Die erste Warnung kommt schon bald, als der ganze Hof von Sant Ignazio bei Venedig rhythmisch in Reih und Glied fällt. Die Wäscherinnen schrubben, schrubben. Die Waisenmädchen lachen, lachen. Die Teppichklopfer klopfen, klopfen.
Und mittendrin die stumme Teresa (Galatéa Bellugi), die das imaginäre Musical dirigiert. Bis eine der Ordensschwestern sie anherrscht, sie solle nicht träumen, sondern arbeiten.
Wir sind in einem Waisenhaus im Jahr 1800. Die jungen Frauen hier bilden eines der zahlreichen Barock-Orchester im Umfeld von Venedig, komplett mit Chor und Solistinnen. Geleitet wird die Institution von Padre Perlina (Paolo Rossi), einem ausgebrannten Priester und Komponisten.
Die Mädchen rebellieren – für den Papst
Teresa ist die Magd für alles: Sie bringt den anderen Mädchen heisses Waschwasser, wechselt Padre Perlino die Bettwäsche und musiziert heimlich in der Werkstatt mit den vielen herumwuselnden Kindern mit Rasseln und Schlaginstrumenten.
Fast gleichzeitig mit der Ankündigung, dass der Papst wohl zu einem Konzert anreisen werde, kommt auch in einer geheimnisvollen Kiste ein neuartiges Instrument an, das Perlina sofort im Keller verschwinden lässt.
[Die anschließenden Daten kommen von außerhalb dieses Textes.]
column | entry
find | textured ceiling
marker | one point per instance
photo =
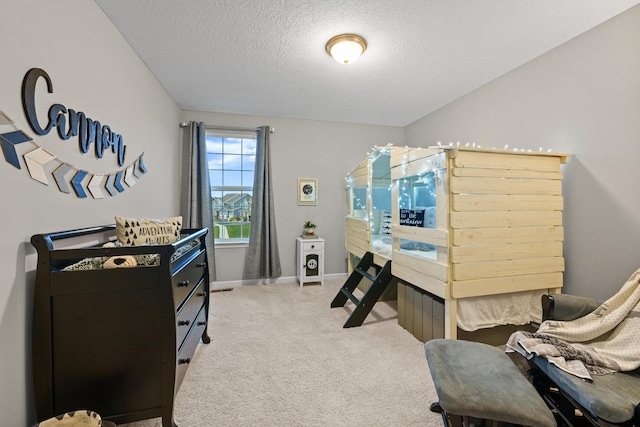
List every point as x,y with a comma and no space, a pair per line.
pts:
267,57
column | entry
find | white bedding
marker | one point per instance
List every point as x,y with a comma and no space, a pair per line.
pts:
516,308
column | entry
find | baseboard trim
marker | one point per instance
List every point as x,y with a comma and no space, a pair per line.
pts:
236,283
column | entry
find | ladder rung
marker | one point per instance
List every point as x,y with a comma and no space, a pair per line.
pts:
352,297
366,274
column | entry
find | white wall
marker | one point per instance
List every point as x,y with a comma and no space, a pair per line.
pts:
582,98
305,149
93,70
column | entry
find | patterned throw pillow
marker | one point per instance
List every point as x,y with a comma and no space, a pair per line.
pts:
139,232
385,223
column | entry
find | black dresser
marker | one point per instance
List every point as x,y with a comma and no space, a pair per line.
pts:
116,341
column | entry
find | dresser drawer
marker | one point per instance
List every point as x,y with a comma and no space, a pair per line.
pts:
185,279
188,348
188,311
312,246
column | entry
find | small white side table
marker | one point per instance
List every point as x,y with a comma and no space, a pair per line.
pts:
310,260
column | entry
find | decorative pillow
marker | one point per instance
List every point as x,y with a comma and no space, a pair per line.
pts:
385,223
138,232
124,261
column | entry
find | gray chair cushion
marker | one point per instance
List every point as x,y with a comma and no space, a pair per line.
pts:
611,397
479,380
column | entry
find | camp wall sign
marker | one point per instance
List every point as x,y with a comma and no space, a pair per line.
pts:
68,124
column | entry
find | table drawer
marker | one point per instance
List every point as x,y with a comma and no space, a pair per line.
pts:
189,346
188,312
187,278
312,246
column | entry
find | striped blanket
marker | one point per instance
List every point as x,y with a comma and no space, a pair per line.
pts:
604,341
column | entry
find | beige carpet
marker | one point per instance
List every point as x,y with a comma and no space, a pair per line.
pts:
280,357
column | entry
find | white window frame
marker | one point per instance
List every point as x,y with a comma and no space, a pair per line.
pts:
229,189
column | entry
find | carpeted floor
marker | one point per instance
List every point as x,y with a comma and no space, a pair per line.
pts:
280,357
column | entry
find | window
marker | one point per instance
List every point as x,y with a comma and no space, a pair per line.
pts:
231,158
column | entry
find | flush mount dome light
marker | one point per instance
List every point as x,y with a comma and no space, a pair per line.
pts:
346,48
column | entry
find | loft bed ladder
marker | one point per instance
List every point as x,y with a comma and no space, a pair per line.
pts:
379,282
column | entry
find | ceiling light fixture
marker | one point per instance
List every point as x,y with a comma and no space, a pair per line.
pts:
346,48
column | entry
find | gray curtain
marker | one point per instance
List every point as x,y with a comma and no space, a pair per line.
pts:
263,260
196,200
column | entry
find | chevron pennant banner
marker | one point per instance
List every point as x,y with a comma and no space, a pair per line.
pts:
44,166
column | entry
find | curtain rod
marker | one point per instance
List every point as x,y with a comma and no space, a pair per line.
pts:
229,129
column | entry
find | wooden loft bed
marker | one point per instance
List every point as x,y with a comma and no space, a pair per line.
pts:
496,230
368,223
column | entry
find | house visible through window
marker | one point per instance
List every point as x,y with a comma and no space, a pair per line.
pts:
231,158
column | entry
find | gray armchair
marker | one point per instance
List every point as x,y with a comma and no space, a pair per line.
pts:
609,400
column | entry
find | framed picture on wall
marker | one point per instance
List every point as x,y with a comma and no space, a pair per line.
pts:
307,191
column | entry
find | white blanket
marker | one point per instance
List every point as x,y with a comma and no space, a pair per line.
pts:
605,340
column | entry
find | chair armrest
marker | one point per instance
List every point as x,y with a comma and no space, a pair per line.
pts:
566,307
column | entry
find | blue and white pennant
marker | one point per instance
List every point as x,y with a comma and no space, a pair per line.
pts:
67,177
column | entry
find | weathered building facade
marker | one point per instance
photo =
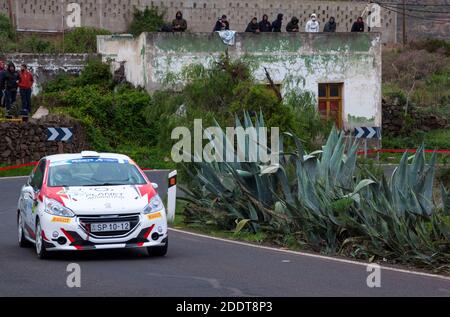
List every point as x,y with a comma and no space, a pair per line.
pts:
342,70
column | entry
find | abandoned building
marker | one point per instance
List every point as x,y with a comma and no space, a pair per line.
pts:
342,70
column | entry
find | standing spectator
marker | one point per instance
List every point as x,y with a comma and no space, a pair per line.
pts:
179,24
358,25
11,81
276,25
253,26
265,25
2,82
292,26
312,25
25,84
222,24
330,26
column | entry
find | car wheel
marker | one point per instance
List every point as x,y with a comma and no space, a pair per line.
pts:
23,242
159,250
40,248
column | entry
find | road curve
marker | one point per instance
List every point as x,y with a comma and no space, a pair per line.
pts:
195,266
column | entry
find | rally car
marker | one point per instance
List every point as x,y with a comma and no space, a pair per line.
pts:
90,201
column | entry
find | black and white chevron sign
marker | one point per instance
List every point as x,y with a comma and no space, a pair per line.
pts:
59,134
368,132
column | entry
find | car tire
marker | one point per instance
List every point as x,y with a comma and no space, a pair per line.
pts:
159,250
23,242
39,244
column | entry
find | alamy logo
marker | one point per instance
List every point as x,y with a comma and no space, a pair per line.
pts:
237,144
74,278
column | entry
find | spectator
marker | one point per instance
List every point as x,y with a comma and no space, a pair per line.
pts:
222,24
265,25
330,26
276,25
25,84
292,26
2,82
358,25
179,24
253,26
312,25
11,80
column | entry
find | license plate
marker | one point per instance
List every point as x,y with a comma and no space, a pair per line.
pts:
110,226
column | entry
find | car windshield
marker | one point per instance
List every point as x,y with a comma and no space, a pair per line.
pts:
93,172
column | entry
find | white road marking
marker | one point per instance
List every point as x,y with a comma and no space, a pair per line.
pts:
12,177
317,256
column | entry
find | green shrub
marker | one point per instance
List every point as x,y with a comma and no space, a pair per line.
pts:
35,44
148,20
7,31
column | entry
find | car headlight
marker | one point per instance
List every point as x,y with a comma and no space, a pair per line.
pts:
55,208
154,205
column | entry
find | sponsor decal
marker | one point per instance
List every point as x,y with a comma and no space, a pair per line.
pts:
61,219
153,216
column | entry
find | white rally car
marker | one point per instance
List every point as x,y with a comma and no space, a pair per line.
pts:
91,201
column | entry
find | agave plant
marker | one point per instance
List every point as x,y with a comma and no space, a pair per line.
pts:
321,199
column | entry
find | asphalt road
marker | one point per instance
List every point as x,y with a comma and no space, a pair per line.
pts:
194,266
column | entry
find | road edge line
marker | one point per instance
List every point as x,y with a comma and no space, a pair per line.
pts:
317,256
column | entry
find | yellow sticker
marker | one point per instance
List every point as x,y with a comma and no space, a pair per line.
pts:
61,219
154,216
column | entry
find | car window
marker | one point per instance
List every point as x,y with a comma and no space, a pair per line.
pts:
38,176
94,172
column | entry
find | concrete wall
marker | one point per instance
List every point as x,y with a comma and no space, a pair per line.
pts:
27,141
296,61
115,15
46,66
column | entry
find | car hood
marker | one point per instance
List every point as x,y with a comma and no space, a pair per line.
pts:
103,200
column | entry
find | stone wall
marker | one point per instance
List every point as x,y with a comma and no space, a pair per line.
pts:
26,142
46,66
201,15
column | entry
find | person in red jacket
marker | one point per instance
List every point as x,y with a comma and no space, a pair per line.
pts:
26,85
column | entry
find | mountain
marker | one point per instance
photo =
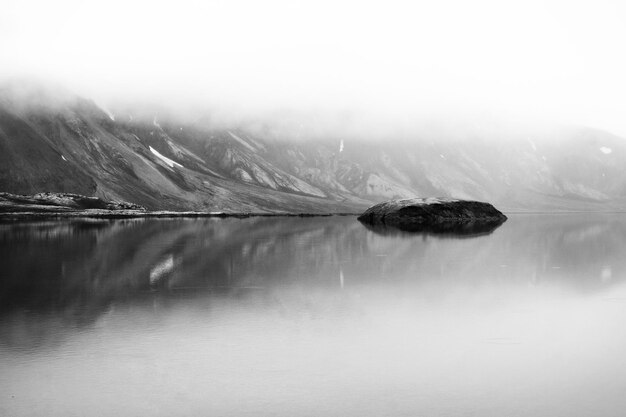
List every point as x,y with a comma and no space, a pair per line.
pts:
53,140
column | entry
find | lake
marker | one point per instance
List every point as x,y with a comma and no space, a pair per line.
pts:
312,317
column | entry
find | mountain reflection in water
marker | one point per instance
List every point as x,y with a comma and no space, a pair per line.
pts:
85,281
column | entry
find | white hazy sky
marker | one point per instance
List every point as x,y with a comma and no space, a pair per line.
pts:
551,60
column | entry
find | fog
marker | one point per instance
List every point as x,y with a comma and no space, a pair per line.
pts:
365,65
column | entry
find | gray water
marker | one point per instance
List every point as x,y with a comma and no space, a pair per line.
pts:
312,317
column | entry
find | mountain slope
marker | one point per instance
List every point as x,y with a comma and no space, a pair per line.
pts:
51,140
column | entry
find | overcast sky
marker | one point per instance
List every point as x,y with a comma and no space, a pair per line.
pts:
549,60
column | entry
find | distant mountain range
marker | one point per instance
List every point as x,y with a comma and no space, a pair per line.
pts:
51,140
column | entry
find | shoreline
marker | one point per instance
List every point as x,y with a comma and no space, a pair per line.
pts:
140,214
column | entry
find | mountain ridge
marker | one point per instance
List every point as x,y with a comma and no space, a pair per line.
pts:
65,143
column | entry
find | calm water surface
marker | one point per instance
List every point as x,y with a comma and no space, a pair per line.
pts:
312,317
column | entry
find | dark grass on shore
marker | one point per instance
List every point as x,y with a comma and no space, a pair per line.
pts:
137,214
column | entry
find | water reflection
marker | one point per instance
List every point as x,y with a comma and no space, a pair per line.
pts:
444,229
312,305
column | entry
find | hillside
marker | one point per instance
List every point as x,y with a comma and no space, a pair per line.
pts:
54,141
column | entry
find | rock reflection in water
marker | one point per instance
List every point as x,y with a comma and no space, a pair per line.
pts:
311,315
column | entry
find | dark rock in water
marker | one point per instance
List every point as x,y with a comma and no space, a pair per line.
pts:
434,215
60,202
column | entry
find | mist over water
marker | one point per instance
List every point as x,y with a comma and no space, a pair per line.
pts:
316,316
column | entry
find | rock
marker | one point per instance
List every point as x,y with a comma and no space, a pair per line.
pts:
435,215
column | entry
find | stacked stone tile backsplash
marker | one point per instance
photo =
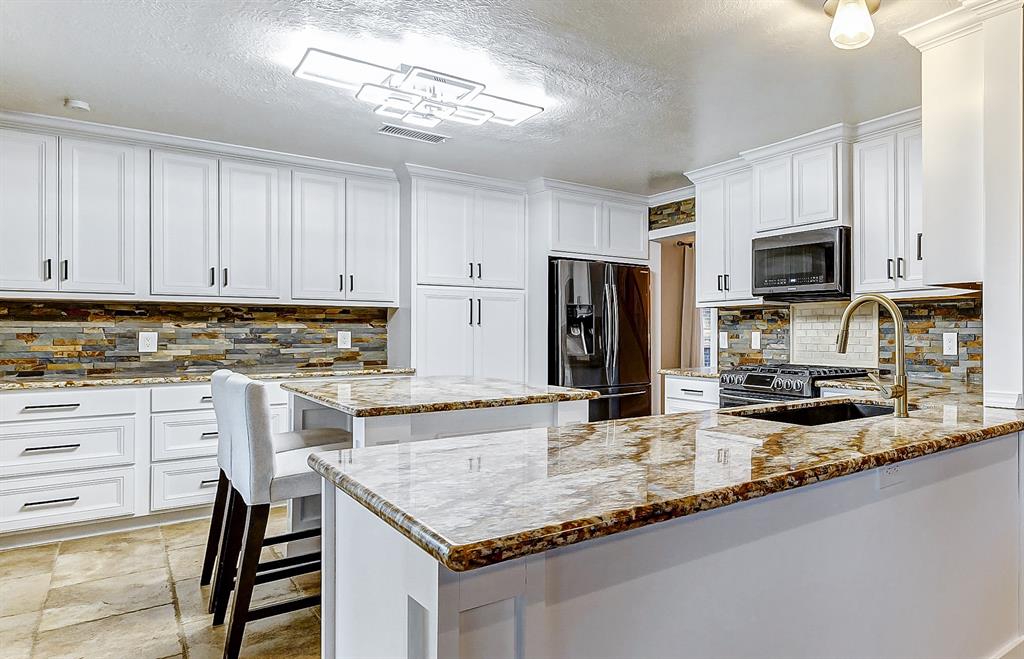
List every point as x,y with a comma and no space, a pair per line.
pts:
926,321
101,338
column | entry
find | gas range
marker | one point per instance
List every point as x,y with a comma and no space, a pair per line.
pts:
776,383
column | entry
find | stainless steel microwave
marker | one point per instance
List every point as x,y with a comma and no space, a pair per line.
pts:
804,266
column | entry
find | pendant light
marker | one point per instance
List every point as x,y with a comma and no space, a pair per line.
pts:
852,27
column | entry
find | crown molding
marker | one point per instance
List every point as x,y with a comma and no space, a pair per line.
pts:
73,127
719,169
421,172
668,196
545,184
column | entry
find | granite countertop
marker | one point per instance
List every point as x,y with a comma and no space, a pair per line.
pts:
472,501
11,383
701,371
385,397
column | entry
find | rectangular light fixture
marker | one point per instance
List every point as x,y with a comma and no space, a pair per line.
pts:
339,71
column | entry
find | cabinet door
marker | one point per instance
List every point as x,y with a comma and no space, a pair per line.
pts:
97,217
500,344
444,327
814,185
739,223
873,215
909,210
318,236
501,238
627,230
711,240
773,193
248,229
372,226
28,211
444,233
577,224
184,224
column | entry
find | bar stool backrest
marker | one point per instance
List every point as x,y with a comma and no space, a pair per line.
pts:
252,439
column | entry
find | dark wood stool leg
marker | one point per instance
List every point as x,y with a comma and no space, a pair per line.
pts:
213,539
251,547
227,562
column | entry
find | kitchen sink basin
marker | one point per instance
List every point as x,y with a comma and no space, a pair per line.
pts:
818,414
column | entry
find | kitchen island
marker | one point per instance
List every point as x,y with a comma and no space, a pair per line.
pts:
688,535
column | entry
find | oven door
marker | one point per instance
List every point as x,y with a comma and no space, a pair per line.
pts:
803,266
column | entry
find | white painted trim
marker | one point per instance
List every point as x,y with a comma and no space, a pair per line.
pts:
449,176
73,127
672,231
668,196
544,184
820,137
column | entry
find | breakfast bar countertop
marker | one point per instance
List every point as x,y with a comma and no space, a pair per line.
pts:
534,490
392,396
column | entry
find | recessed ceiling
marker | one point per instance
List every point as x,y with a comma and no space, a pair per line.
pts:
634,92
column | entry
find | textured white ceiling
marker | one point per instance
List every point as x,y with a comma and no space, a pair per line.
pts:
636,91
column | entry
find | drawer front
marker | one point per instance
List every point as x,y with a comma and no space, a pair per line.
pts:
691,389
183,484
184,397
48,500
41,447
39,405
194,434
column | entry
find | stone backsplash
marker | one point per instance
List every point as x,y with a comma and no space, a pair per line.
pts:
926,321
101,338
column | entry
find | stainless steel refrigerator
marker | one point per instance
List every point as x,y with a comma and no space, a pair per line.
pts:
599,324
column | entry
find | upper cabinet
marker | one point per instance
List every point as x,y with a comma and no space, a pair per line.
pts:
802,181
469,234
28,211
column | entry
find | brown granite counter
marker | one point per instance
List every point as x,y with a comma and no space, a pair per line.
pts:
704,371
532,490
385,397
141,378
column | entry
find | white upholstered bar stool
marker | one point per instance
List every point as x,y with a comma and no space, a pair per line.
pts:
226,420
259,478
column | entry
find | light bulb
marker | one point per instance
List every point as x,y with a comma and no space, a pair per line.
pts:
852,27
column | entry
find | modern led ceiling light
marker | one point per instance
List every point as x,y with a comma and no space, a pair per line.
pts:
415,95
852,27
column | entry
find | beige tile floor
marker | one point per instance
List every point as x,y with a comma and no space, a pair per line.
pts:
136,595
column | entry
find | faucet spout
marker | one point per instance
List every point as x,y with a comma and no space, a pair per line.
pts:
897,392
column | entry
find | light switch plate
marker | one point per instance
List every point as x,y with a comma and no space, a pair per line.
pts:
949,346
147,341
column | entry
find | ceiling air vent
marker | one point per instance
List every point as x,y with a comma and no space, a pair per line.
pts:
409,133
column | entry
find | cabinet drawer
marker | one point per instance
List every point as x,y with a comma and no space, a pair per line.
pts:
66,404
38,447
194,434
77,496
185,483
183,397
691,389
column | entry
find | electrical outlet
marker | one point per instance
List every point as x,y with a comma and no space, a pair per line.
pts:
147,341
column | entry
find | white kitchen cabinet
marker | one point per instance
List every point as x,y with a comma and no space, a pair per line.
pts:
96,217
318,236
28,211
184,224
470,235
249,239
470,332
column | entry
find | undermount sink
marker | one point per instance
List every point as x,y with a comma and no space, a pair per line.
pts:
818,414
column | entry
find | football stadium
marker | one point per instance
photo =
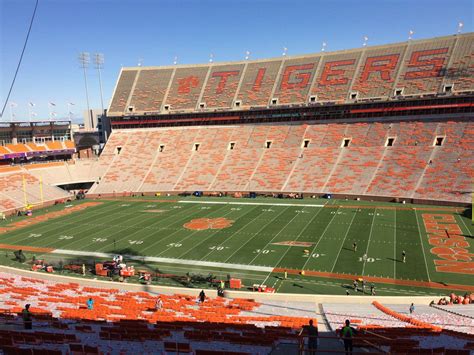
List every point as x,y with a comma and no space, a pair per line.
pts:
230,203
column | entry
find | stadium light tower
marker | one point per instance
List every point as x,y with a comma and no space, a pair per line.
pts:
99,64
84,60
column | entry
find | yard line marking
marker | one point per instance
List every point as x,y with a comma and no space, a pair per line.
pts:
320,238
422,246
368,241
251,203
178,230
192,233
257,233
288,249
53,228
343,241
233,234
395,247
219,230
167,260
276,235
131,226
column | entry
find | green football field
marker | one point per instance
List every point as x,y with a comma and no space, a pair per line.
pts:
249,238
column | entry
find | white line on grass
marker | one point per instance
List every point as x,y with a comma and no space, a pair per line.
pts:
167,260
181,230
41,229
256,234
288,249
276,235
343,241
215,232
251,203
368,242
422,245
320,238
232,235
103,232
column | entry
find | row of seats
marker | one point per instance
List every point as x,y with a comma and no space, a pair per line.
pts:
127,320
27,149
309,158
415,67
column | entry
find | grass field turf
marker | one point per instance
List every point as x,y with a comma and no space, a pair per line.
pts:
381,231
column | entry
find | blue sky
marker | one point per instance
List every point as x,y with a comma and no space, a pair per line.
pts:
157,31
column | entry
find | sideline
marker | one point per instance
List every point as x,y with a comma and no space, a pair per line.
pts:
377,279
251,203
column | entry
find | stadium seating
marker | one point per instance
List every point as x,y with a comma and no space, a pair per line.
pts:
245,158
128,320
415,67
15,187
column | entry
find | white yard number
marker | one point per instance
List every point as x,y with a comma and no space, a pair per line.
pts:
65,237
263,251
314,255
218,248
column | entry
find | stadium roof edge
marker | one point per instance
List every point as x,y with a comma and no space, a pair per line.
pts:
344,51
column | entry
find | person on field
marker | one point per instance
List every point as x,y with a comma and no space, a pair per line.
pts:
26,315
347,334
312,333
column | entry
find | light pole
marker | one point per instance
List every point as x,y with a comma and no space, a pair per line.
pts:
70,113
84,60
99,64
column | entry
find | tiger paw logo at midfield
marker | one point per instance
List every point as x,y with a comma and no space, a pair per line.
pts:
208,223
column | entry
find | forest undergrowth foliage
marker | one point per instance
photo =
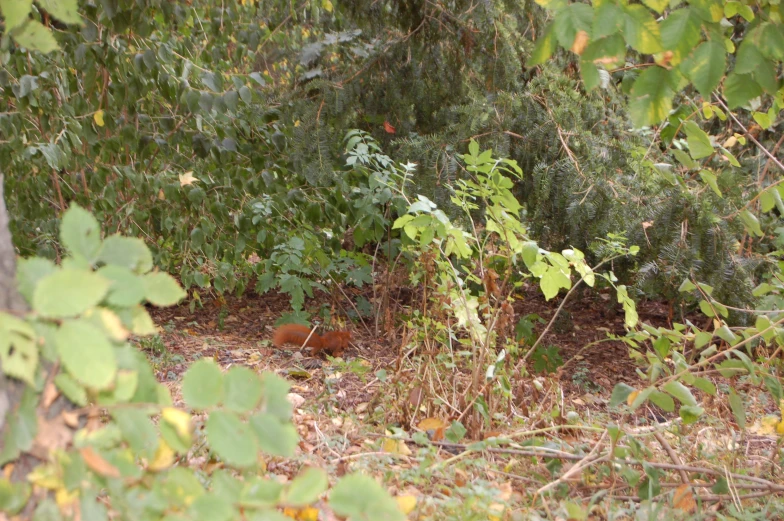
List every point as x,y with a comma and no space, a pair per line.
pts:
73,353
215,132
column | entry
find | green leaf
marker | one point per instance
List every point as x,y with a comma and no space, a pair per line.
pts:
690,413
72,389
15,12
699,142
680,392
680,33
662,400
651,97
620,394
607,20
569,21
86,354
739,89
161,289
80,232
641,30
748,58
202,385
357,496
544,48
751,223
243,389
709,178
34,36
66,11
129,252
126,288
231,439
275,437
657,5
69,292
306,487
705,67
705,385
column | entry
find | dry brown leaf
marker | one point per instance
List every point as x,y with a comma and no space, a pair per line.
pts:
683,499
581,40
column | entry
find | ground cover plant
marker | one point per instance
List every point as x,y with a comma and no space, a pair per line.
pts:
553,232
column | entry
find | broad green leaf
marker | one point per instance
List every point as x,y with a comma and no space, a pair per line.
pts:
243,389
620,394
357,496
127,289
72,389
690,413
68,292
662,400
651,97
231,439
641,30
161,289
657,5
569,21
80,232
607,20
544,48
708,10
275,437
680,33
86,354
751,223
129,252
699,142
739,89
748,58
66,11
705,67
15,12
202,385
34,36
306,487
709,178
680,392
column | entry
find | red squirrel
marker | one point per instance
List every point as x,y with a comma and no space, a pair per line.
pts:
333,342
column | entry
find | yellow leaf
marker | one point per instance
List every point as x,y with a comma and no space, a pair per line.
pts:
65,498
406,503
164,457
187,179
45,476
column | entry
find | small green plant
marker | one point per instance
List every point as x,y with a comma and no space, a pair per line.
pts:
76,338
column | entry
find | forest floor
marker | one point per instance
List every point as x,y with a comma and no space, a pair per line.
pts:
334,403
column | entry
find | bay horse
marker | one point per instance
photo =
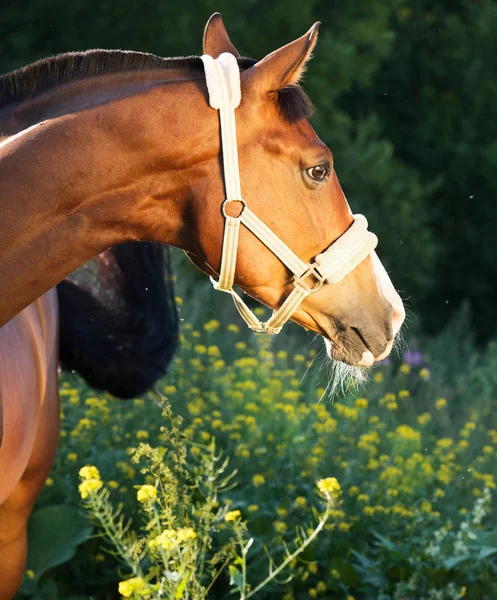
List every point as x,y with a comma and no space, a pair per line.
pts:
104,148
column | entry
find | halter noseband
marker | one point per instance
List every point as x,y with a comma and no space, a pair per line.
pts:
345,254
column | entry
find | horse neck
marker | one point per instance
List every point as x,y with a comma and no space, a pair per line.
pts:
75,184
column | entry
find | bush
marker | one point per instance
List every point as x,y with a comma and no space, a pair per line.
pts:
416,469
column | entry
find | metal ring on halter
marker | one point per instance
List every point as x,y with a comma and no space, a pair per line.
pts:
312,270
244,206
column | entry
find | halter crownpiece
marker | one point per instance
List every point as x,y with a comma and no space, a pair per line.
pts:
344,255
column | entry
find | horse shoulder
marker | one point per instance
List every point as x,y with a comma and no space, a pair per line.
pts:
28,359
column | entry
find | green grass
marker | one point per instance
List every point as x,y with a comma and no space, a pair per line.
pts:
413,451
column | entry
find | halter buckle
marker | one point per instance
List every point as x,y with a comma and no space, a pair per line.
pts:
312,269
227,201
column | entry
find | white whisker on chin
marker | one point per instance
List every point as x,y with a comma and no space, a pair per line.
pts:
343,377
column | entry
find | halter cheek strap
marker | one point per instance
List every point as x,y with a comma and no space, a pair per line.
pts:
345,254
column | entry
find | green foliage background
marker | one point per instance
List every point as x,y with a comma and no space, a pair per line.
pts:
406,96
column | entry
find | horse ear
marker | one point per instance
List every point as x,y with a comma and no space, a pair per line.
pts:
283,67
216,39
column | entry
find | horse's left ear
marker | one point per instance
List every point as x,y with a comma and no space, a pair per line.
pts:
216,39
282,67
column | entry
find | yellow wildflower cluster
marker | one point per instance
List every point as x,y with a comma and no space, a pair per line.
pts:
172,538
329,486
91,481
135,585
146,493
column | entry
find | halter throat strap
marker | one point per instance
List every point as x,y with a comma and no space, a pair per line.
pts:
223,84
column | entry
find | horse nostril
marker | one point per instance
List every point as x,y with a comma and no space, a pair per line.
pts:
367,359
398,316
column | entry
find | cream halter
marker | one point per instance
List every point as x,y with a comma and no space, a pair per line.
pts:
223,84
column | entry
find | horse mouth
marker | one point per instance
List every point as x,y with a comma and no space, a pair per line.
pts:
343,344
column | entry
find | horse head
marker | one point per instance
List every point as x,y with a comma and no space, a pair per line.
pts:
289,182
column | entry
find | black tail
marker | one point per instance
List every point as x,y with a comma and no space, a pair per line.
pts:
118,319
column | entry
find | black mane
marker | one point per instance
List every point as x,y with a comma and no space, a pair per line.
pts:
49,73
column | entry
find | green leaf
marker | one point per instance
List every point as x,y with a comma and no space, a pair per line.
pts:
54,533
48,591
236,578
453,561
485,552
181,587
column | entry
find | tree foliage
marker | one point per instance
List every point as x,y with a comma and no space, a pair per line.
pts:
405,91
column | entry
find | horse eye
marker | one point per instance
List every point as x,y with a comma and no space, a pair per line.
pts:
319,172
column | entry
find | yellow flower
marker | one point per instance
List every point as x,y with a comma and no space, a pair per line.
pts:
328,486
89,472
211,326
280,527
129,587
408,433
146,493
424,418
258,480
88,486
312,567
232,515
170,538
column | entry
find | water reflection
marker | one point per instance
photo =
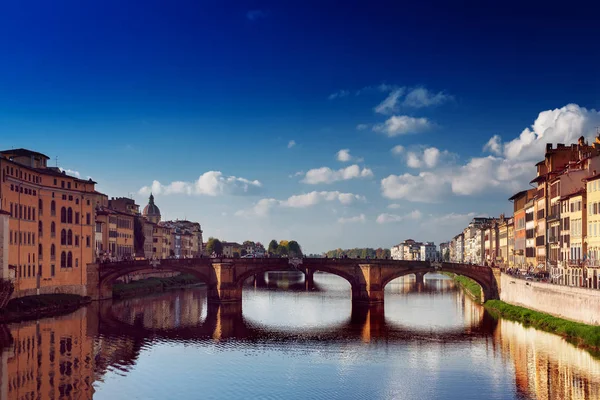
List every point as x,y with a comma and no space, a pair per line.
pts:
428,341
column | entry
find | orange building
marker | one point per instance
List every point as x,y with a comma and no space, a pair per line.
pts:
51,224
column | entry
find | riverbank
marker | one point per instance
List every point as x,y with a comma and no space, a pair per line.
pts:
153,285
470,287
575,332
41,306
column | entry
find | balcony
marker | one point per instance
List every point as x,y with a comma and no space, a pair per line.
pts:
554,217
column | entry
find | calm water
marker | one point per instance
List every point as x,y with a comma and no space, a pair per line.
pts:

Dort findet es Teresa und beginnt auf den schwarzen und weissen Tasten zu improvisieren. Was wiederum die jungen Solistinnen und angehenden Komponistinnen aus ihren Zimmern lockt.
Bald erblüht das nächtliche Kellergewölbe im musikalischen Wettstreit zwischen barocker Kompositionsstrenge von der ersten Geigerin Lucia (Carlotta Gamba) und dem überbordenden, jazzig-bluesigen Pianopop der Autodidaktin Teresa.
«Mean Girls» trifft auf «Amadeus»
Intrigen und Geheimnisse ergänzen die Mischung aus realistischem Kostümfilm und gegen die Musikgeschichte gebürstetem Popmusikschwulst.
Padre Perlina hat einen jungen Liebhaber, der ihn finanziell ausnimmt. Komponieren kann er nicht mehr, auch wenn das angesichts des Papstbesuches von ihm erwartet wird. Zudem verbindet ihn mit Teresa ein weiteres dunkles Geheimnis, mit dem er sich schliesslich erpressbar macht.
In diesen Film sind so viele Vorbilder eingeflossen, dass keines richtig greifen kann. Da ist mehr als eine Spur von «Little Orphan Annie», bzw. «Annie», dem Musical. Da sind Echos von Lindsay Andersons Internatsrevolutionsfilm «If…» von 1968. Da sind die «Mean Girls» und jede denkbare Aschenputtel-Variation, aufgebrezelt mit Anklängen an «Amadeus», aber ohne dessen recherchierte Spekulation.
Doch am Ende setzt sich der Schrecken einer einzigen Erkenntnis durch: Die Easy-Listening Klassik von «Rondò Veneziano» wurde von einem Waisenmädchen auf der Suche nach Gleichberechtigung erfunden.